Later in a drive through the Industrial Area, I also saw several new tractors and ploughs on sale. I tried to make sense of these eye-pleasing sights. It is perhaps well to mention that a Ugandan of my age grew up at a time when every tractor that came into the country was brought on some – eventually disastrous – government backed “agriculture mechanisation/modernisation” scheme.
Ordinary business people did not invest in tractors, in part because Ugandans (excluding the tea and sugarcane plantations) didn’t farm on a scale that required many tractors. I have become aware that things have changed, and the market for new tractors is now “coming alive” hence the new ones on sale. Now tractors are one of those things where a new one is always cheaper, in terms of cost of ownership, than a mitumba one. But I have also learnt, on good authority, of some very “unUgandan” things that are happening in agriculture. While government programmes like Naads continue to flounder and strangled by corruption, Ugandans with money are breaking ground in interesting ways.

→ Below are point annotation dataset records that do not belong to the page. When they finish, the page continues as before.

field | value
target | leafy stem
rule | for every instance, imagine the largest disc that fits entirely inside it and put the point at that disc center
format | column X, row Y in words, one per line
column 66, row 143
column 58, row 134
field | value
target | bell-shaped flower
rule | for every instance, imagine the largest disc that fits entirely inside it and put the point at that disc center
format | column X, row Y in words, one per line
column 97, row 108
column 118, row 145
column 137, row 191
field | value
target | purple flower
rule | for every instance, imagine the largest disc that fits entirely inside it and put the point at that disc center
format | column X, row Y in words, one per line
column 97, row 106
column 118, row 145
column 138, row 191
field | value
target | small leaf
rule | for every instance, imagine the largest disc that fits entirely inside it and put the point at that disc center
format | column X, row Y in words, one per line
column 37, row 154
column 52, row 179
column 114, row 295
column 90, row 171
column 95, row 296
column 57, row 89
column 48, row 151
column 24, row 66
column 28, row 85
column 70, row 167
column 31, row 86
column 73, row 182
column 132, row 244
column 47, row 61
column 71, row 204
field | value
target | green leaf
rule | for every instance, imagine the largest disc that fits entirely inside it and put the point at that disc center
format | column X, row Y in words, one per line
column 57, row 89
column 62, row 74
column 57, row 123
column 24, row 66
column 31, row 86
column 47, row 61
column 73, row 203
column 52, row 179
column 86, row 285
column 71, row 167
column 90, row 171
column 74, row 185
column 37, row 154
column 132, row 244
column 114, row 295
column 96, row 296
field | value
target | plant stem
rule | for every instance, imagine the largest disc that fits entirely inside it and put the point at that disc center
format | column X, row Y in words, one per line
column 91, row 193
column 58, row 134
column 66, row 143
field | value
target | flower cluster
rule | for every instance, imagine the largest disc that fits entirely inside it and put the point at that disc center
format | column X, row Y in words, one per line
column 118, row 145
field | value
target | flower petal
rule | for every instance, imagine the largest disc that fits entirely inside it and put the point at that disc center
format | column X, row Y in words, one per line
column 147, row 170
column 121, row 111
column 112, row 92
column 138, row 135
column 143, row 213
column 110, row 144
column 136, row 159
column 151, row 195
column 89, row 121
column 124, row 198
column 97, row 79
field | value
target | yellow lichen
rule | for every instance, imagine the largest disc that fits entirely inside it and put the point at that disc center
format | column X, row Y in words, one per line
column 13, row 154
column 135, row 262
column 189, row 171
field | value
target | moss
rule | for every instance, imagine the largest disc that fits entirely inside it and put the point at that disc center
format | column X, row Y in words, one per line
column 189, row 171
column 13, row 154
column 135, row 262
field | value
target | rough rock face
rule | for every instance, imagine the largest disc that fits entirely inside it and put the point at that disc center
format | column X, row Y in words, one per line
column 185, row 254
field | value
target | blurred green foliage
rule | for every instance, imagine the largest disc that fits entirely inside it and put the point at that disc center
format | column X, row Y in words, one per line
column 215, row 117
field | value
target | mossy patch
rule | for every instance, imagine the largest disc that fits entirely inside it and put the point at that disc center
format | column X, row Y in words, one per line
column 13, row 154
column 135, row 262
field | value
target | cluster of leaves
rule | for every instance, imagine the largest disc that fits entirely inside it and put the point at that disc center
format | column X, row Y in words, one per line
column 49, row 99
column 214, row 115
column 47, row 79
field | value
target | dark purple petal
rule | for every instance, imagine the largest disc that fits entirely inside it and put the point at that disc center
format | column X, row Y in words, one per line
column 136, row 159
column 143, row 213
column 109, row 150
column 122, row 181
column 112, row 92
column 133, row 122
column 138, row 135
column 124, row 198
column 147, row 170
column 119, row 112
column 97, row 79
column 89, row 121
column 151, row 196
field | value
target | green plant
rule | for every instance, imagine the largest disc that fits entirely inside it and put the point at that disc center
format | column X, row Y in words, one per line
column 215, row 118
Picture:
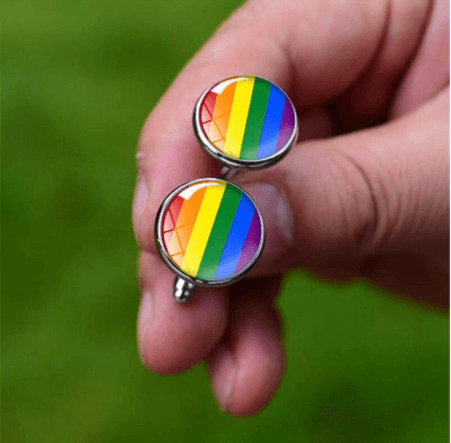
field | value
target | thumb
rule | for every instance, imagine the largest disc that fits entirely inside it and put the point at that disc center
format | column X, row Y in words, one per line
column 383, row 189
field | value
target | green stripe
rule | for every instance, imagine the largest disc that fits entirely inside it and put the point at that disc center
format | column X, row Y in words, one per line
column 219, row 233
column 255, row 119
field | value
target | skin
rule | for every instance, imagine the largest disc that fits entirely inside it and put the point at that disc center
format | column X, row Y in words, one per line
column 365, row 192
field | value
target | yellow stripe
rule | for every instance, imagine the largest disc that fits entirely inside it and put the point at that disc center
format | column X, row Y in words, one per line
column 202, row 228
column 238, row 117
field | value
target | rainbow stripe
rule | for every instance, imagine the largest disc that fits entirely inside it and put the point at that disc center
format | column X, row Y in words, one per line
column 247, row 118
column 211, row 230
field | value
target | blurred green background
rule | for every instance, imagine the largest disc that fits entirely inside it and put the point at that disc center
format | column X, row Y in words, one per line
column 79, row 79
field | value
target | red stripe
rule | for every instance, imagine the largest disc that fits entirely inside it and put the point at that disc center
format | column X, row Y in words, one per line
column 171, row 216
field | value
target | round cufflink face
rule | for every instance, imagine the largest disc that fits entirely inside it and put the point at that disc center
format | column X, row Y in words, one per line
column 245, row 122
column 209, row 232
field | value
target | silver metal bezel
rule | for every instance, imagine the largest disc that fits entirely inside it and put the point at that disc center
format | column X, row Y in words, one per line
column 236, row 162
column 174, row 268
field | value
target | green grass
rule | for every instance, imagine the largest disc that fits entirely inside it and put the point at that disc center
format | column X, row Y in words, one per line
column 79, row 79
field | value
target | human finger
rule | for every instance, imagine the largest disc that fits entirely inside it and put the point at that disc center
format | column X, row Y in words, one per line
column 247, row 366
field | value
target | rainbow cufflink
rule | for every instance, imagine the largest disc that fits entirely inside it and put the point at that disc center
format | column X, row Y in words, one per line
column 245, row 123
column 209, row 231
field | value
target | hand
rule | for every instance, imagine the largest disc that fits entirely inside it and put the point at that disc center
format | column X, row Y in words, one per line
column 364, row 192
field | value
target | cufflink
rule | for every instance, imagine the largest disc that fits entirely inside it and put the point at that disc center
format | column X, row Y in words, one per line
column 209, row 232
column 245, row 123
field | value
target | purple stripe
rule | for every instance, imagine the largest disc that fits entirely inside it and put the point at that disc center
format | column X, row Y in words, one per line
column 286, row 125
column 251, row 243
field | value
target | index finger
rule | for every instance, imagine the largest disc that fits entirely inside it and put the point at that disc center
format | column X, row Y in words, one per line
column 283, row 44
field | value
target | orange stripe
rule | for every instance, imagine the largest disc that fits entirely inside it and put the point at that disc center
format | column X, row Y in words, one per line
column 185, row 223
column 221, row 114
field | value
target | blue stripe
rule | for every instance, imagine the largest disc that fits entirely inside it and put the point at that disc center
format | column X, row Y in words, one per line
column 271, row 125
column 235, row 240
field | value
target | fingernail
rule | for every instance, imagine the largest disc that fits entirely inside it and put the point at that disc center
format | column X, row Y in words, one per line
column 144, row 319
column 276, row 213
column 139, row 201
column 222, row 368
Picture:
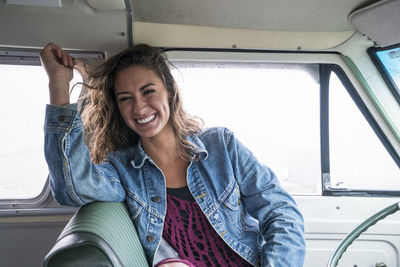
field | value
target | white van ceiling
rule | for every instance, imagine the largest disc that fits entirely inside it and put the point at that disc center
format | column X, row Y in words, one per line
column 100, row 25
column 278, row 15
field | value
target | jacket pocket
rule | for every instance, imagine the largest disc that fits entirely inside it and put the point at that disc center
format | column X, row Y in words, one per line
column 230, row 198
column 136, row 205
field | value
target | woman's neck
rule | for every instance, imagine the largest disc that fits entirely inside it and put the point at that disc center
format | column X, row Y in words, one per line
column 162, row 148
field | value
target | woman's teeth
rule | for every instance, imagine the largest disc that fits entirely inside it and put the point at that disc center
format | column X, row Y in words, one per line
column 147, row 119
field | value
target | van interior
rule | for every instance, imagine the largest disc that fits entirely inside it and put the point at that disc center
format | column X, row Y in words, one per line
column 311, row 87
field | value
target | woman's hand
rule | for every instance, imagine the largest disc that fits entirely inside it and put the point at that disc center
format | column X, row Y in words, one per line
column 59, row 67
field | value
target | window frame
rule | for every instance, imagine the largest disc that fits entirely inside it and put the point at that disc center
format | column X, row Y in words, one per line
column 31, row 57
column 372, row 52
column 327, row 189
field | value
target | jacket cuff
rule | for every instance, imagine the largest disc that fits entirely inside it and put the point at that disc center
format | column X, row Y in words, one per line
column 62, row 118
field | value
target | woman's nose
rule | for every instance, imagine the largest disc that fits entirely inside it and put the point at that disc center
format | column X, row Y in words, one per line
column 140, row 106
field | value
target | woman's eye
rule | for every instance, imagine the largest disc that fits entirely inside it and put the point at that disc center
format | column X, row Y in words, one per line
column 148, row 92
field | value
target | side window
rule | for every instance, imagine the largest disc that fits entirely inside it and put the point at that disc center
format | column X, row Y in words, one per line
column 24, row 94
column 358, row 160
column 272, row 108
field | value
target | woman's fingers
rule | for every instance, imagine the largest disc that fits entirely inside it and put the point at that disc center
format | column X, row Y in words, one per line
column 52, row 52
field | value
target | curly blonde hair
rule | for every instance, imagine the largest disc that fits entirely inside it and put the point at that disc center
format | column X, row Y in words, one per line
column 104, row 126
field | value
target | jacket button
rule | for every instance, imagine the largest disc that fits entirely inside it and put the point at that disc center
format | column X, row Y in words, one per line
column 150, row 238
column 62, row 118
column 155, row 199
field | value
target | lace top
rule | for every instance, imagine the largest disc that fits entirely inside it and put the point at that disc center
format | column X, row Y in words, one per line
column 188, row 231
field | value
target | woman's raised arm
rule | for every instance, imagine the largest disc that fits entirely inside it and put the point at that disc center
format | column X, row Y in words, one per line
column 59, row 66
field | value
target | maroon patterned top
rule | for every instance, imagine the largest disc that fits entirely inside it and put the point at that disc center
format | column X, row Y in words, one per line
column 188, row 231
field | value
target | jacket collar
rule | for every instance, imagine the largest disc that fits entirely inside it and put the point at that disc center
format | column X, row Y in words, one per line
column 139, row 156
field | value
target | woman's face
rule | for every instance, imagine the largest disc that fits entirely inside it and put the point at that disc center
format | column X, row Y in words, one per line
column 142, row 100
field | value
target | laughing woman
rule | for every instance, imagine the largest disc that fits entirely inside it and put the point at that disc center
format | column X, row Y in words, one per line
column 199, row 193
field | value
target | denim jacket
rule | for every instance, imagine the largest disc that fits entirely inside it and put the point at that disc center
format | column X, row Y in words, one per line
column 241, row 198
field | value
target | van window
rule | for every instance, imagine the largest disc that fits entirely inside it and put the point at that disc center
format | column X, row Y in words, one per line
column 272, row 108
column 358, row 160
column 24, row 94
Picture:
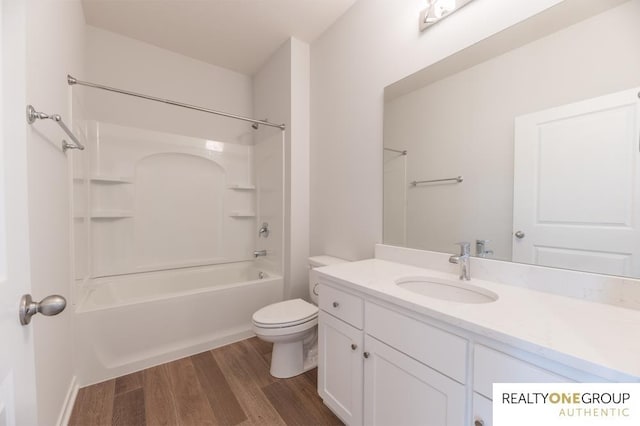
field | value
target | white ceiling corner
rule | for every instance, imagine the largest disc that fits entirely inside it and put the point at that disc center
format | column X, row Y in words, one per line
column 236, row 34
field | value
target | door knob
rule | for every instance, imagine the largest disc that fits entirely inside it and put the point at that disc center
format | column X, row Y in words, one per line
column 49, row 306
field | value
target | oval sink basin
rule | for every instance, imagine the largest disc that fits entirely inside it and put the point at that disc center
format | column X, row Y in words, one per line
column 443, row 289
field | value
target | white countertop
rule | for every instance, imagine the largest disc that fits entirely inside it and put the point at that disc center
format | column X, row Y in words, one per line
column 599, row 338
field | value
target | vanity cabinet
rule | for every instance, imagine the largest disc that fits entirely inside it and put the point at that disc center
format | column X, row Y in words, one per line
column 382, row 363
column 400, row 390
column 340, row 354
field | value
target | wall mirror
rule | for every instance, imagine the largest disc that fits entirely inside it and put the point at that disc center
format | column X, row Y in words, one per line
column 542, row 124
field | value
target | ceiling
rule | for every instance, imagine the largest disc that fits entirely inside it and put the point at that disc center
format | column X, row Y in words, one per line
column 235, row 34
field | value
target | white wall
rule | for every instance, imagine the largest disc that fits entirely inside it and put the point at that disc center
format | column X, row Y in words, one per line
column 128, row 64
column 463, row 125
column 374, row 44
column 281, row 94
column 54, row 48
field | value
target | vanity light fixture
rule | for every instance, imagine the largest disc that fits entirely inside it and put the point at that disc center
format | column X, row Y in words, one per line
column 437, row 10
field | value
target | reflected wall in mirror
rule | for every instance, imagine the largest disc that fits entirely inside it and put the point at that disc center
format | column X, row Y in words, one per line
column 576, row 157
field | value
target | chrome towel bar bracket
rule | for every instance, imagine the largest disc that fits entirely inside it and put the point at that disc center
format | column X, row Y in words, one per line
column 33, row 115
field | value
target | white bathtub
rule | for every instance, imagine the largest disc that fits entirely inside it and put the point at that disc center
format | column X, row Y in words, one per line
column 125, row 324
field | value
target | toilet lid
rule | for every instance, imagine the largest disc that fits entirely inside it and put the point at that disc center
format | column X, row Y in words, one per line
column 290, row 312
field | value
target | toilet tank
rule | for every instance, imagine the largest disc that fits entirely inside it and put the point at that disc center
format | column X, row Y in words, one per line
column 316, row 262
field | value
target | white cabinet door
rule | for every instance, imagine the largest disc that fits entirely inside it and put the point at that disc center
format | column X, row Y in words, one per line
column 340, row 368
column 482, row 410
column 576, row 186
column 401, row 391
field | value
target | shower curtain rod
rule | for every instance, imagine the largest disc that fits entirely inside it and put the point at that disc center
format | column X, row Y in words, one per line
column 72, row 80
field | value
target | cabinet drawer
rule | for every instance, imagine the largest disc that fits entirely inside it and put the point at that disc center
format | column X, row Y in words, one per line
column 344, row 306
column 491, row 366
column 442, row 351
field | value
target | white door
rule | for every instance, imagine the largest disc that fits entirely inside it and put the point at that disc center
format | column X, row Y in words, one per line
column 17, row 368
column 576, row 186
column 398, row 390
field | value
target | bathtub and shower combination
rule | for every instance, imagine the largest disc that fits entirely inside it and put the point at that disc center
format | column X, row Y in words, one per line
column 132, row 322
column 165, row 230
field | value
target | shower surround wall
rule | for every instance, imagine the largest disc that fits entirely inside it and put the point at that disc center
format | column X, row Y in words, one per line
column 161, row 201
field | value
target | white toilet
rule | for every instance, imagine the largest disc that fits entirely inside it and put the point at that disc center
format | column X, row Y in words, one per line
column 292, row 328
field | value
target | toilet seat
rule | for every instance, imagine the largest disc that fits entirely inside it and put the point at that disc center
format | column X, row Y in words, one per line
column 285, row 314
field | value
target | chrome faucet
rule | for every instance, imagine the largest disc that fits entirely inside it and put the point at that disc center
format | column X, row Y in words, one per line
column 481, row 248
column 463, row 260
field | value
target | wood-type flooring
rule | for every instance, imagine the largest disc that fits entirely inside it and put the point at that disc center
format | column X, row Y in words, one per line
column 230, row 385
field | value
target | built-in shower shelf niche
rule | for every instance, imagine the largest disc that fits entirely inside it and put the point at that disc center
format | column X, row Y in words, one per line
column 242, row 214
column 111, row 179
column 242, row 187
column 111, row 214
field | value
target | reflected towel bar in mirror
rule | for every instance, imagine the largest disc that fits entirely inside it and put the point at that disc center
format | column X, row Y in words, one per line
column 33, row 115
column 457, row 179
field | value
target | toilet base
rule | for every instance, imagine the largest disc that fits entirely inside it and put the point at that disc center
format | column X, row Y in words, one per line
column 287, row 360
column 293, row 354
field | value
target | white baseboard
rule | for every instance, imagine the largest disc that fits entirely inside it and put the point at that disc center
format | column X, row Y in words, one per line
column 69, row 401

A good pastor, whom I shall not name, has opened so much land in Bunyoro growing rice, maize and other food, he has more than 40 tractors, trailers, and ploughs on the farm. Recently, he harvested more than eight square kilometres of maize.
A friend, a successful businessman, has gone on “rampage” and is farming over 10 square kilometres, and buying up or renting every equipment he can find.
A relative recently travelled on some business to Ibanda, and returned suitably impressed by a chap in the region who had grown matooke (bananas) over an area of over 12 square kilometres! Madness. Ehhh, how shall I put it? Black, or let us say, indigenous, Ugandans never farmed on that level —even rich ones. Cattle, yes, we keep on some scale – and our own President Yoweri Museveni likes to project himself as the country’s First Cattle Keeper. In fact, even in Kenya, many large-scale farms have their history as British colonial settler affairs, or are mostly owned by multinational companies.
Secondly, for Ugandan men to make money, buy huge chunks to farm rather than building a house to keep a second or third wife there safely away from the angry first one, is a truly remarkable change. Me thinks this suggests that a sea change is happening in our country. Though these things are happening today, we shall argue next week that they have their roots in two events in Uganda – one that happened in 1988, and the other in 1998.
At the same time, the change is also coming at an opportune time for Uganda, with the election of Uhuru Kenyatta as president in Kenya, and William Ruto as his deputy. These two otherwise unrelated events (in the farms in Uganda and in State House in Kenya), that we shall also examine in this column, could combine to have the most far-reaching effect on Uganda’s economy and Kenya’s politics.